Writing and Reading XML with XIST
March 16, 2005
XIST is a very interesting project I've been meaning to dig into for some time. If you've been following the news section at the end of each of these columns, you'll have noticed the steady work that Walter Dörwald, the project leader, has put into this toolkit. It started out as a framework for generating HTML and incidentally XML, but the XML facilities have steadily grown and matured, until it is now a sophisticated system for not only generating, but also processing, XML. As the legend on the project page says: "XIST is also a DOM parser (built on top of SAX2) with a very simple and Python-esque tree API. Every XML element type corresponds to a Python class and these Python classes provide a conversion method to transform the XML tree (e.g. into HTML). XIST can be considered 'object-oriented XSL'". XIST isn't one of those projects you hear loudly advocated and debated when Python/XML processing options come up, but it probably should be.
Installation
I'm using my own build of Python 2.4 on Fedora Core 3. I grabbed the latest XIST download
(version 2.8). Turns out it requires a host of other packages as well. I installed
the
apparent minimum requirements: PyXML
0.8.4, ll-url
0.15 and ll-ansistyle 0.6. In all these cases the usual python setup.py install
worked, and so it was for the ll-xist package itself. I installed everything in this
particular order, and yet I immediately noticed something amiss:
$ python Python 2.4 (#1, Dec 6 2004, 09:55:00) [GCC 3.4.2 20041017 (Red Hat 3.4.2-6.fc3)] on linux2 Type "help", "copyright", "credits" or "license" for more information. >>> import ll Traceback (most recent call last): File "<stdin>", line 1, in ? ImportError: No module named ll >>>
The ll
module is an umbrella over ll.url
,
ll.ansistyle
and ll.xist
. I confirmed that there was indeed an
"ll" directory in my Python "site-packages", but I noticed there was no
"__init__.py"
in it, which explains the problems finding the package. Looking back
over the output from installing the various ll
module components, I found some
suspicious warnings:
[ll-url-0.15]$ python setup.py install [SNIP] running build_py package init file '__init__.py' not found (or not a regular file) creating build creating build/lib.linux-i686-2.4 creating build/lib.linux-i686-2.4/ll copying url.py -> build/lib.linux-i686-2.4/ll package init file '__init__.py' not found (or not a regular file) running build_ext [SNIP] [ll-ansistyle-0.6]$ python2.4 setup.py install [SNIP] running build_py package init file '__init__.py' not found (or not a regular file) creating build creating build/lib.linux-i686-2.4 creating build/lib.linux-i686-2.4/ll copying ansistyle.py -> build/lib.linux-i686-2.4/ll package init file '__init__.py' not found (or not a regular file) running build_ext [SNIP]
I checked the INSTALL
document again to see if I might have missed a step, but
it didn't seem that way. It seemed like either an installer bug, or perhaps a missing
package that needed to be installed in order to get the umbrella ll
module
properly set up. Things seemed to work fine after I hacked in a "__init__.py"

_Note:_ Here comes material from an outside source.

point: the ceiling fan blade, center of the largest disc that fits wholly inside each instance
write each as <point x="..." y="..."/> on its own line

by hand, but soon it became apparent that something was still missing. I browsed the
project
Web site, and guessed that perhaps I also needed the ll-core 0.2.1 package. This
turned out to do the trick. I think the entire sequence of XIST prerequisites should
be
better documented in the README. In order to save other readers any confusion, here
is the
order of prerequisite installation I recommend, including minimum versions:
Building and Writing XML
XIST started out as an HTML or XML generator, so generating XML isn't a bad place to start with XIST. But it turns out that XIST's output mechanism isn't really stream-like; it's more DOM-like (though much richer than W3C DOM). It's a matter of building up the tree you have in mind, and then serializing the tree. For this reason it makes sense to first examine the XML tree building API.

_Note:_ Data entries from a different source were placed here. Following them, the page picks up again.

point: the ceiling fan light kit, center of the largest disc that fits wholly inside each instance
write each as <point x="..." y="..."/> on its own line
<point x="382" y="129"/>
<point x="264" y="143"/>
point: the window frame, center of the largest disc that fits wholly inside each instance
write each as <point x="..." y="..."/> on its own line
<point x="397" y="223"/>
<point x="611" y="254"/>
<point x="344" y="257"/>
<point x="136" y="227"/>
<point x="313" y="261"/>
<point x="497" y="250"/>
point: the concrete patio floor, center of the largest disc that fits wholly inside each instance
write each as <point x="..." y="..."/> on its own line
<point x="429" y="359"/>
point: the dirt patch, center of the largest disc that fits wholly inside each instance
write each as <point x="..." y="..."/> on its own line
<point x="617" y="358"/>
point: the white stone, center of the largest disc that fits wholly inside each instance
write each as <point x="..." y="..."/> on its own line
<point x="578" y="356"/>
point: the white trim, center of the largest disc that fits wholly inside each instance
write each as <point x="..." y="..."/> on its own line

XIST has an interesting approach to XML trees. It's sort of a hybrid between a DOM
and a
Data binding (see "XML Data Bindings in Python" for more on this distinction). But it's a different sort
of hybrid than ElementTree. XIST's tree API is what I'd call "vocabulary-based", where
each
information item for each vocabulary is represented as a distinct Python class. You
assemble
instances of these classes to get the desired tree. Vocabularies in XIST are organized
according to XML namespaces, such that ll.xist.ns.docbook
contains Python
classes representing all the elements defined in Docbook. Yes, that's almost 600 classes.
Some other common information items also have specialized classes, for example
ll.xist.ns.html.DocTypeXHTML10transitional
, which represents the XHTML 1.0
transitional document type declaration (like the Doctype
class in standard DOM)
and ll.xist.ns.xml.XML10
, which represents the standard XML declaration.

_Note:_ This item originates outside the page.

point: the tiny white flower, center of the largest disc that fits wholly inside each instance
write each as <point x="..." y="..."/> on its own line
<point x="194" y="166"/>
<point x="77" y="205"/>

To explore XIST's XML output support I'll write code to generate a simple XML Software Autoupdate (XSA) file. XSA is an XML format for listing and describing software packages. This is the example I normally use to illustrate XML output, as in the article "Three More For XML Output". In XIST, you first have to define classes for the elements you're creating. Then you assemble them into a tree. Finally, you serialize the tree. Listing 1 is code to generate an XSA file.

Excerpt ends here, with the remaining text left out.